At the end of the 13th century the Liechtensteins, originally from Styria, became holders of all of Lednice and of nearby Mikulov. They gradually acquired land on both sides of the Moravian-Austrian border. Members of the family most often found fame in military service, during the Renaissance they expanded their estates through economic activity. From the middle of the 15th century members of the family occupied the highest offices in the land. However, the family’s position in Moravia really changed under the brothers Karel, Maximilian, and Gundakar of Liechtenstein. Through marriage Karel and Maximilian acquired the great wealth of the old Moravian dynasty of the Černohorskýs of Boskovice. At that time the brothers, like their father and grandfather, were Lutheran, but they soon converted to Catholicism, thus preparing the ground for their rise in politics. Particularly Karel, who served at the court of Emperor Rudolf II, became hetman of Moravia in 1608, and was later raised to princely status by King Matyas II and awarded the Duchy of Opava.

During the revolt of the Czech nobility he stood on the side of the Habsburgs, and took part in the Battle of White Mountain. After the uprising was defeated in 1620 he systematically acquired property confiscated from some of the rebels, and the Liechtensteins became the wealthiest family in Moravia, rising in status above the Žerotíns. Their enormous land holdings brought them great profits, and eventually allowed them to carry out their grandious building projects here in Lednice.

In the 16th century it was probably Hartmann II of Liechtenstein who had the old medieval water castle torn down and replaced with a Renaissance chateau. At the end of the 17th century the chateau was torn down and a Baroque palace was built, with an extensive formal garden, and a massive riding hall designed by Johann Bernard Fischer von Erlach that still stands in almost unaltered form.

In the mid-18th century the chateau was again renovated, and in 1815 its front tracts that had been part of the Baroque chateau were removed.

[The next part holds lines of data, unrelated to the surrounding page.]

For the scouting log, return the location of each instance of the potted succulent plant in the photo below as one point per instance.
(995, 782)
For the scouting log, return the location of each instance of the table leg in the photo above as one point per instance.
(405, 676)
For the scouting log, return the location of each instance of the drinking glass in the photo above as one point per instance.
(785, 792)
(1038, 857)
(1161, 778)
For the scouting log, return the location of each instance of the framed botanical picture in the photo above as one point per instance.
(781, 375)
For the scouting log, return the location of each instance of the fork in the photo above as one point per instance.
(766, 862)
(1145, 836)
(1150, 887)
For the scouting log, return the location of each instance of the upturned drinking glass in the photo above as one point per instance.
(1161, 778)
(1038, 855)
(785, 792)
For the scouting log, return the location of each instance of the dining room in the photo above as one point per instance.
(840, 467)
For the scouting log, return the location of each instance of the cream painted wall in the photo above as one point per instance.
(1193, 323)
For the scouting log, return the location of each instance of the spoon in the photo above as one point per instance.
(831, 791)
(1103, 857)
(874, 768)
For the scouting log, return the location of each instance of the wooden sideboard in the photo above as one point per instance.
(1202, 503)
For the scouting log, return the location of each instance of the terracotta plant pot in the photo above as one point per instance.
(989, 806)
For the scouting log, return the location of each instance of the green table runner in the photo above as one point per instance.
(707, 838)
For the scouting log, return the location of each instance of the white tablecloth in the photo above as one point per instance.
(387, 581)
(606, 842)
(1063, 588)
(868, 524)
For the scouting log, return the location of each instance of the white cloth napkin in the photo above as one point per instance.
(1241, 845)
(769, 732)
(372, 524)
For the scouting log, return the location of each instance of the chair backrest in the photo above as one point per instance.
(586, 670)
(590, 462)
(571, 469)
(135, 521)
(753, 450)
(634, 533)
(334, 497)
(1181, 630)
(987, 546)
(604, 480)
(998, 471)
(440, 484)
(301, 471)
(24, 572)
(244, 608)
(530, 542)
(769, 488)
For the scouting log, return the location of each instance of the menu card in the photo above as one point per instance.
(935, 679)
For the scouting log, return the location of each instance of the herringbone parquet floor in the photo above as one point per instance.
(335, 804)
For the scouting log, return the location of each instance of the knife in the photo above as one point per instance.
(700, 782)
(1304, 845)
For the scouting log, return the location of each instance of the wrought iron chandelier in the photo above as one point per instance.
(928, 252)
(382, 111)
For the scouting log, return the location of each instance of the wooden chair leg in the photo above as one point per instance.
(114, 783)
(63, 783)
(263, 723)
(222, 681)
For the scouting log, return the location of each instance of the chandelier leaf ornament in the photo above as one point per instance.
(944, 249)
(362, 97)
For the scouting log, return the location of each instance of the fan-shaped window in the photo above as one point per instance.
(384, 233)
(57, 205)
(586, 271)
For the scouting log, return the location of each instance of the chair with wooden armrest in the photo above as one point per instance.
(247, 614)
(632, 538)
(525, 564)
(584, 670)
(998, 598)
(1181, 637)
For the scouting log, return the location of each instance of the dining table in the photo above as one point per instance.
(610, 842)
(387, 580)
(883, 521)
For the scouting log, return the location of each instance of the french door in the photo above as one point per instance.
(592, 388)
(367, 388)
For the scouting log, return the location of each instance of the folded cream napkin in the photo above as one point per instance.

The chateau as it looks today dates from 1846-1858, when Prince Alois II decided that Vienna was not suitable for entertaining in the summer, and had Lednice rebuilt into a summer palace in the spirit of English Gothic. The hall on the ground floor would serve to entertain the European aristocracy at sumptuous banquets, and was furnished with carved wood ceilings, wooden panelling, and select furniture, surpassing anything of its kind in Europe.